Commissioner Dr. Jon Steinbrecher said in a conference call on Tuesday that "despite so much uncertainty that seems to be swirling about these days, this new agreement should be a clear indication that the Mid-American Conference is a strong and vibrant conference that continues to be nationally relevant." He also used an old Steve Martin quip to describe the league's expectations, saying the conference has to be "so good, you can't ignore it."
This is sort of where it stops being so positive. While a lot of details were announced in both the initial announcement and in the subsequent press conference call the next day, there was a lot of potential implications therein that truly have me concerned as a fan of the #MACtion. While we're never going to see B1G or SEC money, the MAC could really use a significant pay raise in order to keep up with the increasing cost of operation that it takes to run an athletic department, something that is greatly affected by the autonomy debate. Here are some numbers to consider when looking at this topic:
- The Western Athletic Conference, which no longer sponsors football, has a $4 million dollar TV distribution contract.
- Conference USA and the Mountain West Conference have football/basketball distribution contracts worth $11.3 and $12 million dollars, respectively.
- After 2009's contract with ESPN, the MAC made $1.4 million per year for basketball and football TV rights. This placed them 11th out of 12 conferences (if you consider Notre Dame a conference) in terms of TV revenue.
- The American Athletic Conference has a separate contract with ESPN (seven years, $126 million) that our friends at The UConn Blog suggests could shut out the other members of the G5 from postseason success, especially considering the new playoff format, which only allows four teams from ten conferences, period.
Another thing that this deal does is give ESPN the exclusive production rights, which means free university or MAC- Network streams are a thing of the past, as well as the contract recently signed with Time Warner Cable. This will be replaced with ESPN going into a partnership with the individual schools in setting up an ESPN3 stream for every event within the next four years, essentially making it a subscription service. ESPN also controls the rights to regional sub-licensing, revenue that the MAC may never get a chance to see.
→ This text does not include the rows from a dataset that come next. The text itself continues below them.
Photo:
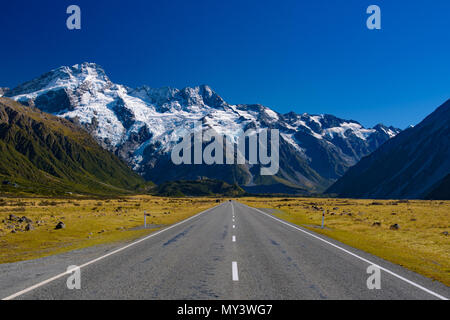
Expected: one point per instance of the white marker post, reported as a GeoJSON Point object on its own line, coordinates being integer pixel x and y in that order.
{"type": "Point", "coordinates": [323, 219]}
{"type": "Point", "coordinates": [145, 219]}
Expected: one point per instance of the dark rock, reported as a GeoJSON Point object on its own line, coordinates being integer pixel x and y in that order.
{"type": "Point", "coordinates": [60, 225]}
{"type": "Point", "coordinates": [25, 219]}
{"type": "Point", "coordinates": [13, 217]}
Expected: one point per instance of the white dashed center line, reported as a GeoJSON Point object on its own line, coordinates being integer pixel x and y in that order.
{"type": "Point", "coordinates": [235, 272]}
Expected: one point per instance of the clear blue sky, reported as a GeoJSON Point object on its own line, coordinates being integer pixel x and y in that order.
{"type": "Point", "coordinates": [305, 56]}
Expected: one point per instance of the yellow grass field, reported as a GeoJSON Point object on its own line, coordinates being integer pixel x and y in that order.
{"type": "Point", "coordinates": [88, 222]}
{"type": "Point", "coordinates": [421, 243]}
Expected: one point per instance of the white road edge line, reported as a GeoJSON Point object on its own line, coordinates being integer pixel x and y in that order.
{"type": "Point", "coordinates": [356, 256]}
{"type": "Point", "coordinates": [235, 271]}
{"type": "Point", "coordinates": [40, 284]}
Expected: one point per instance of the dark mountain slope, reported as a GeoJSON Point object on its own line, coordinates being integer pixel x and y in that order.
{"type": "Point", "coordinates": [41, 153]}
{"type": "Point", "coordinates": [441, 191]}
{"type": "Point", "coordinates": [406, 166]}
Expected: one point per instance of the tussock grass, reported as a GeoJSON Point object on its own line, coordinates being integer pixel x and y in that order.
{"type": "Point", "coordinates": [421, 243]}
{"type": "Point", "coordinates": [88, 222]}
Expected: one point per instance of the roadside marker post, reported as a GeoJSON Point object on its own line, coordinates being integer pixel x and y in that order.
{"type": "Point", "coordinates": [323, 219]}
{"type": "Point", "coordinates": [145, 219]}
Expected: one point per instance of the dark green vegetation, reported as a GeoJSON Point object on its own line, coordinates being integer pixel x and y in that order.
{"type": "Point", "coordinates": [205, 187]}
{"type": "Point", "coordinates": [44, 154]}
{"type": "Point", "coordinates": [413, 165]}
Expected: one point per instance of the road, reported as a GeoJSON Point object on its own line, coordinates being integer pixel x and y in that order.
{"type": "Point", "coordinates": [233, 251]}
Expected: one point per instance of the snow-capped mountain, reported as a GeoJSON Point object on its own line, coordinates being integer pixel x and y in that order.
{"type": "Point", "coordinates": [142, 126]}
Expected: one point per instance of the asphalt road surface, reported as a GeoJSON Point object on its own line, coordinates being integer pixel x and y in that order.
{"type": "Point", "coordinates": [233, 251]}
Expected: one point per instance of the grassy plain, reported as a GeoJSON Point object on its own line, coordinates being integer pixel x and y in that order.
{"type": "Point", "coordinates": [421, 243]}
{"type": "Point", "coordinates": [88, 222]}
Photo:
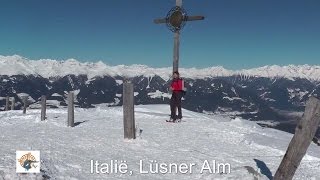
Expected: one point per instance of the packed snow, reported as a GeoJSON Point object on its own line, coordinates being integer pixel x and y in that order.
{"type": "Point", "coordinates": [15, 65]}
{"type": "Point", "coordinates": [251, 151]}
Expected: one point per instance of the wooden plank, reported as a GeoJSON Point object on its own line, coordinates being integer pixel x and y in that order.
{"type": "Point", "coordinates": [128, 111]}
{"type": "Point", "coordinates": [160, 21]}
{"type": "Point", "coordinates": [71, 109]}
{"type": "Point", "coordinates": [13, 103]}
{"type": "Point", "coordinates": [304, 133]}
{"type": "Point", "coordinates": [195, 18]}
{"type": "Point", "coordinates": [43, 107]}
{"type": "Point", "coordinates": [7, 104]}
{"type": "Point", "coordinates": [25, 104]}
{"type": "Point", "coordinates": [179, 3]}
{"type": "Point", "coordinates": [176, 47]}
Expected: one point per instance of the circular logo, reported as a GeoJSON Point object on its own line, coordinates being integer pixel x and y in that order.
{"type": "Point", "coordinates": [176, 18]}
{"type": "Point", "coordinates": [27, 160]}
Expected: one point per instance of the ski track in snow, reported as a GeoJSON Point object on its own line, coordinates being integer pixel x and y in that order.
{"type": "Point", "coordinates": [66, 152]}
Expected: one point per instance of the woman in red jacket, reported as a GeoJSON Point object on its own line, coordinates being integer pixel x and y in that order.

Finally, the biggest part of this deal: the MAC still is 11th out of 12 conferences in terms of TV revenue, while getting virtually no guarantees in terms of regional sub-licensing (read: Time Warner Cable.) It's never a bad thing to try and cash in on short-term successes, and the MAC has been very successful in the last five or so years. This contract means that the MAC is still $4-6 million behind the Mountain West and Conference USA, who also retains their national and regional distribution rights, meaning more money for each school. While a nearly 500 percent increase in revenue to individual schools is nothing to sneeze at, the long-term security comes at the cost of a bigger payout. FOX Sports has seemed to be faring well with their football coverage (I, for one, was a fan of their B1G Championship coverage,) and the NBC Sports Network, as well as the CBS Sports Network have also been looking into covering more college sports. with the advent of DVRs, live sports programing is at a premium right now, and something that doesn't seem to be slowing down anytime soon. Could the MAC perhaps have inked a deal with any of those networks for a more lucrative sum? We'll never know the answer to such questions thanks to this 13-year albatross.